Many organizations have a strong set of values, but struggle to incorporate and live these values in their daily lives at work.

Giving Teams and Individuals Tools to Succeed

We give tools to teams to help reground teams in what their values are, and how those values translate into behaviors that can be measured across the week, month, and year to hold teams and leaders accountable for staying true to the organization’s mission and vision.

By having opportunities to reconnect with their why, teams and companies can rebuild their sense of morale after having survived the pandemic with a renewed sense of purpose. We also empower individuals and teams with somatic tools to ground themselves and ease stress so everyone can feel their best at work.

We also empower individuals and teams with somatic tools to ground themselves and ease stress so everyone can feel their best at work.

A 5-Minute Grounding Tool for Any Employee

The following is an easy grounding tool that you can do in 5-10 minutes. This exercise can be done in your chair at work, a break room, or on a lunch break outside. Making this exercise a daily practice can help ease feelings of overwork, anxiety, or frustration—even if only by 5%.

Sometimes the best we can do is make progress and go from there.

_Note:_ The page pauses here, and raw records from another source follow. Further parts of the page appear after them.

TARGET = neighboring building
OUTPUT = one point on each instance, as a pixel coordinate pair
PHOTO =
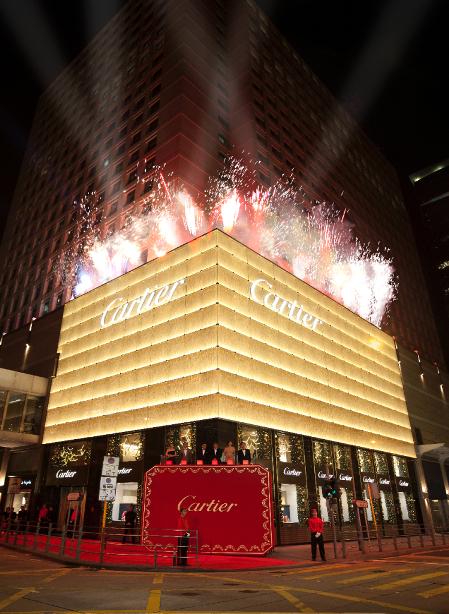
(214, 342)
(180, 83)
(429, 206)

Grounding Exercise: 4 Steps

  1. Slow down and connect to your body. Bring your attention to the bottom of your feet, your sit bones, and feel your body supported by the earth beneath you. Place one hand on your heart and one on your belly. Breathe into your belly. Feel the belly move as you inhale and exhale through the nose for three full breaths.

  2. Bring your attention around you. Notice five items in your space and then notice something comforting or pleasant around you.

  3. Connect back to what you care about. What matters most to you?

  4. Ask yourself: What am I willing to say yes to today? Saying yes to even the smallest of things can create momentum.